Customer Reviews:   Read 21 more reviews...

5 out of 5 stars Retro cool   September 18, 2008
 1 out of 1 found this review helpful

This is SUCH a good album, with Alex Turner's nimble vocals to the fore set amidst some sumptuous string arrangements which take you right back to the 60s.
I heard this first whilst browsing in a music shop and instantly it touched a chord - and it only grows on you from there, with different songs staying in your head for days. You feel like dancing down Carnaby Street in your crushed velvet jacket when this is playing, with Randall & Hopkirk (Deceased of course) at your side. Trust me - and buy it. My album of the year.

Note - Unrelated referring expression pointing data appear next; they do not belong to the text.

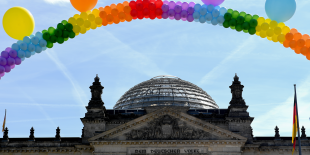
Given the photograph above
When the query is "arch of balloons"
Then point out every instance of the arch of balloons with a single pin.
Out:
(133, 10)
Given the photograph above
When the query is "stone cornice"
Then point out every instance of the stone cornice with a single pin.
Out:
(238, 143)
(193, 121)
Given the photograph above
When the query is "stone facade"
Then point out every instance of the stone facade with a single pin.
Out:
(159, 130)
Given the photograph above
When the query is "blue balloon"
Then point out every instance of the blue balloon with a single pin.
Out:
(215, 13)
(203, 11)
(202, 19)
(223, 10)
(209, 17)
(214, 21)
(31, 47)
(39, 35)
(15, 46)
(210, 8)
(42, 43)
(35, 40)
(196, 15)
(23, 46)
(280, 10)
(27, 54)
(197, 7)
(38, 49)
(26, 40)
(21, 54)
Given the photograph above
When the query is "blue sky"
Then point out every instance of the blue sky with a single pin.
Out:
(51, 89)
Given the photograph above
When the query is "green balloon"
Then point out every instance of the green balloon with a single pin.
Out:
(230, 10)
(65, 34)
(235, 14)
(255, 17)
(51, 30)
(58, 32)
(44, 31)
(49, 44)
(253, 23)
(239, 27)
(60, 26)
(242, 14)
(233, 22)
(245, 26)
(72, 34)
(53, 39)
(248, 18)
(60, 40)
(69, 27)
(252, 30)
(64, 22)
(46, 36)
(240, 20)
(227, 16)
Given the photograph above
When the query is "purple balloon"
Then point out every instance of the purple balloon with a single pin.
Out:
(13, 53)
(213, 2)
(184, 14)
(3, 61)
(190, 10)
(171, 13)
(12, 66)
(11, 61)
(178, 3)
(165, 15)
(177, 16)
(184, 6)
(18, 61)
(190, 18)
(165, 8)
(4, 54)
(177, 9)
(171, 5)
(191, 4)
(7, 68)
(2, 70)
(8, 49)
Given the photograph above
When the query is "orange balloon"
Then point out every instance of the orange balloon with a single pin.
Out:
(304, 51)
(297, 36)
(83, 5)
(293, 30)
(286, 44)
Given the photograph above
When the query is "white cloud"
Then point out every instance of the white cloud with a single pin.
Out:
(60, 2)
(246, 47)
(78, 92)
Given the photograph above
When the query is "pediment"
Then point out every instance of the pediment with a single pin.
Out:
(167, 124)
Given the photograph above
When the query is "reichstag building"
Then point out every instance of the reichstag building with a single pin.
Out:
(161, 116)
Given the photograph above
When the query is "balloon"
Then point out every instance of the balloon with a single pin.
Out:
(280, 11)
(82, 5)
(13, 53)
(21, 54)
(18, 22)
(213, 2)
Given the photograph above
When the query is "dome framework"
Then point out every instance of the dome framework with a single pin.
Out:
(166, 90)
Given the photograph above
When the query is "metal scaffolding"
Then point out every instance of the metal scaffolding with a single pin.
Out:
(165, 90)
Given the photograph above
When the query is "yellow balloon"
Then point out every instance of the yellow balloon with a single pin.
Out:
(18, 22)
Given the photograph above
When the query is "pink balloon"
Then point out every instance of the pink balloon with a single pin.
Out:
(213, 2)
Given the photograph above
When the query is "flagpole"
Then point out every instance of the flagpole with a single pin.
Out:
(299, 143)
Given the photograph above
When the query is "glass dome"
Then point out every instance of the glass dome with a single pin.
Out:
(165, 90)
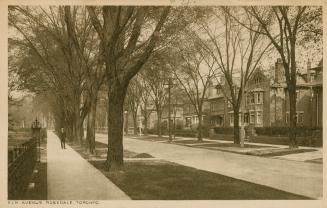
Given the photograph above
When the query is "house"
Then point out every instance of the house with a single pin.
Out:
(265, 101)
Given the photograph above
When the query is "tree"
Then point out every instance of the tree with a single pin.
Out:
(145, 102)
(124, 55)
(133, 100)
(194, 77)
(284, 25)
(61, 44)
(156, 76)
(236, 51)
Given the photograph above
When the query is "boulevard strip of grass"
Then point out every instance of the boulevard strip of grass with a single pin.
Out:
(156, 179)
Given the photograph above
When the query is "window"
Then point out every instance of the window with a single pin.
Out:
(252, 117)
(231, 119)
(252, 98)
(259, 117)
(257, 80)
(213, 107)
(219, 92)
(246, 118)
(229, 105)
(259, 97)
(299, 117)
(187, 122)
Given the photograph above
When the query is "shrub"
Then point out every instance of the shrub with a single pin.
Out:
(223, 130)
(185, 133)
(284, 131)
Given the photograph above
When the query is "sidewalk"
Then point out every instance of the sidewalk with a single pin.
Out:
(291, 176)
(305, 156)
(72, 177)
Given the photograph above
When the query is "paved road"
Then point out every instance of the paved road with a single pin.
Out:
(72, 177)
(291, 176)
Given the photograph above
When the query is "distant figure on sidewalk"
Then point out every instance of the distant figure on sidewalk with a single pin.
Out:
(63, 138)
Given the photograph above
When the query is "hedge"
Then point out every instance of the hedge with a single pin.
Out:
(183, 132)
(223, 130)
(284, 131)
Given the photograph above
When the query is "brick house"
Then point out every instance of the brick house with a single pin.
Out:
(265, 101)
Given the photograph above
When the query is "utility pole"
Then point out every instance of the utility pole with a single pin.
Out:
(169, 108)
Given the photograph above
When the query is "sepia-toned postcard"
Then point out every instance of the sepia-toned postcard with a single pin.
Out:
(175, 103)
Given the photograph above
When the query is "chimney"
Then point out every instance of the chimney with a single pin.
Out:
(278, 70)
(210, 88)
(308, 71)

5 out of 5 stars What's not good about this?   September 11, 2008
 1 out of 1 found this review helpful

Anyone who doesn't enjoys this...doesn't like music...wonderful, uplifting and super driving music etc. Better than the two Monkey's CDs


3 out of 5 stars A bit too arctic monkeys   September 3, 2008
 1 out of 2 found this review helpful

I'd enjoyed a couple of tracks on the radio, but hearing the album as a whole it starts to become a bit too 'arctic monkeys' - who I don't dislike, but it's just a bit too strident, and not enough 60s-ness.

Nice enough in small doses, but if you don't like alex turners voice you'd hate it.

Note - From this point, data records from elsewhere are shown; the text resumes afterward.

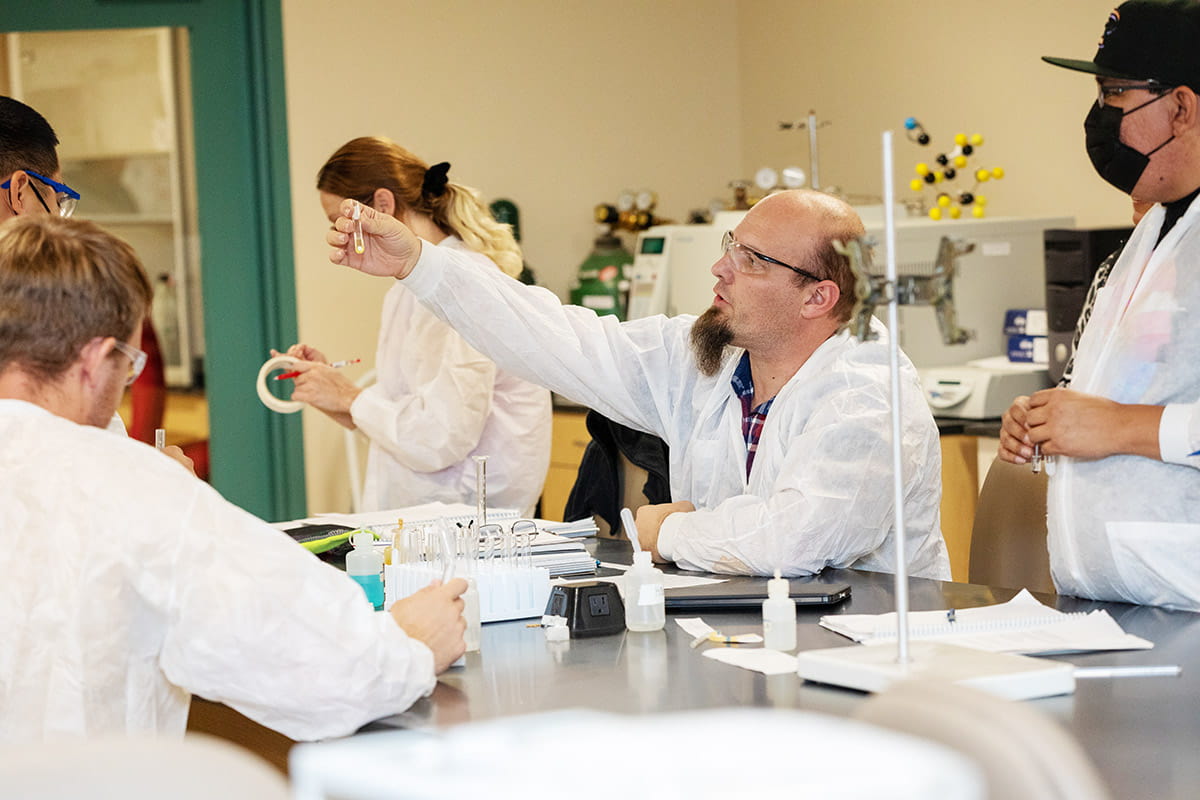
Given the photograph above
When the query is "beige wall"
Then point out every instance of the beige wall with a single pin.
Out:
(562, 104)
(966, 66)
(555, 104)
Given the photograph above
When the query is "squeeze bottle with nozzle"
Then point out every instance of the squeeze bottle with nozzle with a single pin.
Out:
(645, 607)
(366, 566)
(779, 615)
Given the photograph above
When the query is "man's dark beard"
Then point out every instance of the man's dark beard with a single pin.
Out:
(709, 336)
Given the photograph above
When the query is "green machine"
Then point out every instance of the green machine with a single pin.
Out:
(601, 283)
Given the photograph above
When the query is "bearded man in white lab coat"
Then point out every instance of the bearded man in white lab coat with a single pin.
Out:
(1123, 441)
(777, 419)
(126, 584)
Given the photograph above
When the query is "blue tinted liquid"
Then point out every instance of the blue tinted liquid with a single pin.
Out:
(372, 584)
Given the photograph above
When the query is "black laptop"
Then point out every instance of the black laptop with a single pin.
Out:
(745, 593)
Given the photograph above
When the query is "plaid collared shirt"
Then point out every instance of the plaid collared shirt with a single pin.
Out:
(753, 419)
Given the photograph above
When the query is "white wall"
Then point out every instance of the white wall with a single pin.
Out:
(562, 104)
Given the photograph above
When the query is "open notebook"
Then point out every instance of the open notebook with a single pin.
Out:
(1021, 625)
(739, 593)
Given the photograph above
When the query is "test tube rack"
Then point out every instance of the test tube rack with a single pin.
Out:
(504, 591)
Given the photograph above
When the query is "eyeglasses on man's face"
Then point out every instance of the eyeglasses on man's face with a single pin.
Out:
(64, 196)
(750, 262)
(1107, 91)
(136, 356)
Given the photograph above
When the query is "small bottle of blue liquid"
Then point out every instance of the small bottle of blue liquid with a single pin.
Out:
(365, 565)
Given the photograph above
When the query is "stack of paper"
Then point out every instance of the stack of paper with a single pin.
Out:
(1021, 625)
(577, 529)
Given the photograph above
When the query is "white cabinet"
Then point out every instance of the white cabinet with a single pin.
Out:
(120, 103)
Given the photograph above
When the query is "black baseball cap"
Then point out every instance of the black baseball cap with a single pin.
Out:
(1147, 40)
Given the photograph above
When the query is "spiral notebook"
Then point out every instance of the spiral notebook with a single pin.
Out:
(1021, 625)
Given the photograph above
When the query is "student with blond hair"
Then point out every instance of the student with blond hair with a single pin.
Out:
(437, 402)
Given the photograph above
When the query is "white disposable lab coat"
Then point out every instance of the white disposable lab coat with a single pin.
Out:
(437, 402)
(820, 492)
(126, 585)
(1128, 528)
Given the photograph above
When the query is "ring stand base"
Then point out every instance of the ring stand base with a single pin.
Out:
(874, 667)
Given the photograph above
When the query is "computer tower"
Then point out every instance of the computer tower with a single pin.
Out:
(1072, 257)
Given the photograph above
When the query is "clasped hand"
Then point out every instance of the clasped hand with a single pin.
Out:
(1066, 422)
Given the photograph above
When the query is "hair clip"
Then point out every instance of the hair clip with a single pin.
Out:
(435, 184)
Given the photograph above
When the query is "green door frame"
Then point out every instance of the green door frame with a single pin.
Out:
(245, 222)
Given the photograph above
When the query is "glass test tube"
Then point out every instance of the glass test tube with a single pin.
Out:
(481, 489)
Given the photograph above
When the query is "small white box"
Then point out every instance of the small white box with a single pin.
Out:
(1029, 322)
(1029, 349)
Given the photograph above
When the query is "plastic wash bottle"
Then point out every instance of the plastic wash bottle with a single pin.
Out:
(645, 608)
(365, 565)
(779, 615)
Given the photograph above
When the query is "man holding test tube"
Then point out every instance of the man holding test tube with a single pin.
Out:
(125, 583)
(777, 419)
(1123, 497)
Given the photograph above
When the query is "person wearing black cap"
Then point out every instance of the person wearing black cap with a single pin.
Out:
(1125, 439)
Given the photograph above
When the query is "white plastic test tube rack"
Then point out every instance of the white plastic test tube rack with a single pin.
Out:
(504, 591)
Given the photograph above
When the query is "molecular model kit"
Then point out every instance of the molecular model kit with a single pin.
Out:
(949, 174)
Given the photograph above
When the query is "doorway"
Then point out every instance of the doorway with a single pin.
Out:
(241, 240)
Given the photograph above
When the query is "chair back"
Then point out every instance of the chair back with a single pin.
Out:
(1008, 540)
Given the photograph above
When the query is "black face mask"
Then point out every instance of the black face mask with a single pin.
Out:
(1114, 160)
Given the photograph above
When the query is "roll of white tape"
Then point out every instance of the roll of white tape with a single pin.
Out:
(264, 394)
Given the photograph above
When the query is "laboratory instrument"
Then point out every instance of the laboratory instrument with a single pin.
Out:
(779, 615)
(645, 606)
(949, 167)
(264, 394)
(359, 245)
(480, 491)
(497, 564)
(811, 125)
(592, 608)
(982, 389)
(365, 565)
(601, 283)
(472, 615)
(874, 667)
(672, 275)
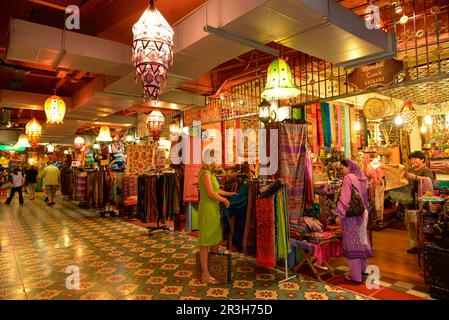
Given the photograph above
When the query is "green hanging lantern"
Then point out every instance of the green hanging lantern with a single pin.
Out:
(280, 83)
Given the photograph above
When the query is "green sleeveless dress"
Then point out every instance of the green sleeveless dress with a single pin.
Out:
(209, 219)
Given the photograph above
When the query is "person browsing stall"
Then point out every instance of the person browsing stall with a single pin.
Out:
(209, 218)
(416, 173)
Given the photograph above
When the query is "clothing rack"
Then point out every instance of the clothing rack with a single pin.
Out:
(287, 276)
(164, 228)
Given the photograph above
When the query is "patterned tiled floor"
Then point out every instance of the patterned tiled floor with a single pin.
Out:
(118, 260)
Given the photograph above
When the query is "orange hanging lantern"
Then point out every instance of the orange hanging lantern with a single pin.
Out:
(155, 122)
(33, 130)
(55, 109)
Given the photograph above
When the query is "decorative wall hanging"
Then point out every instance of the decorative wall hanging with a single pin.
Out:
(280, 83)
(152, 50)
(55, 109)
(33, 130)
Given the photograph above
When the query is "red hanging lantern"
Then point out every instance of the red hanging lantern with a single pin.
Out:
(155, 122)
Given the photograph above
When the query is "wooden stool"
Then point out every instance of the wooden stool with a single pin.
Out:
(130, 206)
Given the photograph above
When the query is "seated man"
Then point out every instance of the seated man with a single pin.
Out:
(417, 171)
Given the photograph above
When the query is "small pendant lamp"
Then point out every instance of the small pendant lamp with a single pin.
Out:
(55, 109)
(280, 83)
(104, 135)
(22, 142)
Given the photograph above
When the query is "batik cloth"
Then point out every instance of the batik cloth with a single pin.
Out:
(292, 165)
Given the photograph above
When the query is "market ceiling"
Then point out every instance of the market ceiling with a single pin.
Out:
(113, 20)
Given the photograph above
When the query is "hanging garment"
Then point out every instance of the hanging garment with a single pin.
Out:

5 out of 5 stars Wonderful 60's style sentimental lovelyness!   August 5, 2008
I must admit I was cynical initially but I loved the Opening track 'The Age of Understatement' and was hooked after hearing 'Standing next to me'so brought the CD. Its an album full of lush strings,feelings and warmth.The songs border on the 'lovely' and are well crafted. Love the vocals esp on 'meeting place' and The time has come - both such 60's sounding film tracks. I'm a fan of metal and Rock ( Dillinger Escape Plan and Deftones ) but this album is so 'sentimental' that it will melt the most hardened metal heart- as its done with me- call me a big softie why dont you?


1 out of 5 stars AWFUL   June 30, 2008
 1 out of 23 found this review helpful

I'd give it a 0 if i could.

it was that bad

it's obvious the band were just put together to get as much sales as possible, the music is awful

if still go n buy it then it's your loss i warned you!